As we briskly walked toward the restaurant, we approached a dirty and disheveled street person sitting on the sidewalk leaning against a building. In front of the broken man sat a cigar box containing a few quarters with a handwritten sign on its open lid that read, “Please Help.” It was a too familiar big city scene.

But this scene took on a special significance when my client stopped, took a dollar bill from his pocket, smiled at the man, and dropped it in his cigar box. As we continued down Bourbon Street, I callously commented, “You know that dollar will likely be spent on drugs.” He just kept smiling and walking as he replied,

“I am here to serve and he needed someone to serve him right then. And why should I judge a fellow child of God?”

I dismissed his “too good to be true” comment and continued to talk about the afternoon’s agenda and logistics. But his unexpected gesture and surprising philosophical statement stayed with me a long time. I thought about the many times I had judgmental thoughts when confronted with very similar scenes. I recalled how many “random acts of kindness” moments I had missed because I was in a hurry, or preoccupied, or too lazy, or whatever. And I considered the lives I could have positively impacted with a tiny gesture.

That day I started thanking the folks in TSA at the airport security check point for their service. I paid the toll for the car behind me in a toll booth. I elected to never pass up a beggar or panhandler on a sidewalk without providing a coin or bill. And I sent short notes to people I had not talked with in a long time, just to thank them for their impact and influence on my life.
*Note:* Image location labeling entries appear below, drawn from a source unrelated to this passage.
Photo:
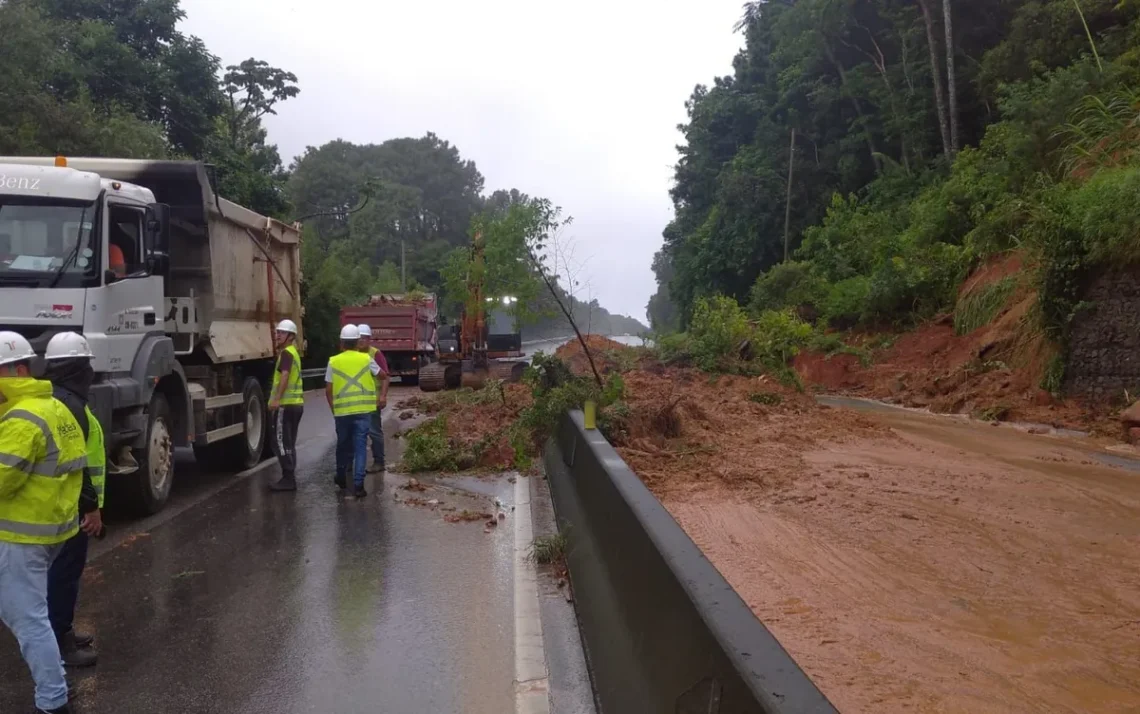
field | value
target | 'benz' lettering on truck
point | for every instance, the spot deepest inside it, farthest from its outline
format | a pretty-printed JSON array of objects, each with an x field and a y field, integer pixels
[{"x": 15, "y": 181}]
It is a calloused world in which we live today. School shootings, bickering law makers, indifferent frontline service people, and wait staff with no interpersonal light on inside can easily turn optimism into despair and hope into who cares. But we can opt to not be a pedestrian or passenger in this life; we can be a servant leader who encounters each “child of God” with courage, passion, and respect. We can ignore custom, tradition, and protocol and just serve. Servant leaders serve, not because it is what they are supposed to do, but because it is who they are.